The line endings check flags localized strings where newline style changes between source and target.

Examples

Source JSON
{
  "email.body": "Line one
Line two",
  "terms.text": "A
B
C"
}
Target JSON
{
  "email.body": "1行目
2行目",
  "terms.text": "A
B
C"
}
Expected finding
email.body: LF changed to CRLF
terms.text: mixed line endings in target
Release impact
Plain text email, generated files, snapshots, and byte-sensitive integrations may preserve newline style exactly.

What LocaleQA checks

LocaleQA classifies newline style inside string values, such as LF, CRLF, or mixed line endings, and compares the result between source and target strings on the same JSON path.

This tends to happen after files move through different editors, operating systems, translation tools, or manual copy/paste steps. The JSON can still parse correctly while the string content has changed.

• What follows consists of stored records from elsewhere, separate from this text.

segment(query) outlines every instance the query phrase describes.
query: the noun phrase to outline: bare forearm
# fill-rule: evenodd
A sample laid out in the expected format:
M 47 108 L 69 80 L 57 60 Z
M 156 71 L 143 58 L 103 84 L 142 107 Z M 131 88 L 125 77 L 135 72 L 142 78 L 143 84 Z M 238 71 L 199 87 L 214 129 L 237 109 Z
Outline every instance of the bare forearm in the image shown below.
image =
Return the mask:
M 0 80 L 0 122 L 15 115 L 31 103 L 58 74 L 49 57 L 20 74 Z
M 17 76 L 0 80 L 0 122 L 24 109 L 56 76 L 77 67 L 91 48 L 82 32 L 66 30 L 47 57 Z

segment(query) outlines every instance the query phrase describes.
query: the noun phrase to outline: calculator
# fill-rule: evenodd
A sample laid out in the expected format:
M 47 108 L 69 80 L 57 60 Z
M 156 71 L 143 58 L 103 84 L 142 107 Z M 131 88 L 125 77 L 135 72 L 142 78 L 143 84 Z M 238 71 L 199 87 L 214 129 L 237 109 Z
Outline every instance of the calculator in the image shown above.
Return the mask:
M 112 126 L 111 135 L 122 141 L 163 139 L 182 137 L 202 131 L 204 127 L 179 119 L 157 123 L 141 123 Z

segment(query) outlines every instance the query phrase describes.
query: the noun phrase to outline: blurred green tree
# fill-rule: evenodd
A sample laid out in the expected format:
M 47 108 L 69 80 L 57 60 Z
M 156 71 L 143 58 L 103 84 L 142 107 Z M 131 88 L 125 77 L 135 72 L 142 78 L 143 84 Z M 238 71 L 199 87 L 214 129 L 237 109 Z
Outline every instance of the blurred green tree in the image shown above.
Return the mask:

What appears in the report

The report shows the affected path and the source-target newline style difference. It does not normalize line endings because the original bytes may matter to the product.

Developers typically decide whether line endings are significant. Localization PMs and vendors can use the finding to catch accidental export or editor changes before handoff.

When to keep or skip this check

Some projects intentionally normalize all localized strings to one line-ending style. In that case, a finding may confirm expected cleanup rather than a defect.

Disable this rule for scans where newline normalization is a documented part of the workflow. Keep it enabled for plain text templates, multiline legal copy, generated resource files, and regression-sensitive strings.

How to use the finding

LocaleQA reports the affected JSON path, the source and target values involved, and the rule that triggered the finding. Developers, localization PMs, vendors, and QA reviewers can use that as a specific file-level item to fix, approve, or discuss before release.

Some findings are valid exceptions. A migration file, documented style choice, or locale-specific convention may explain the difference. In those cases, teams can leave the string as-is or disable the check for that scan.

LocaleQA is JSON file QA. It does not judge wording or rewrite translations; it surfaces the file issue so the responsible owner can decide the right fix.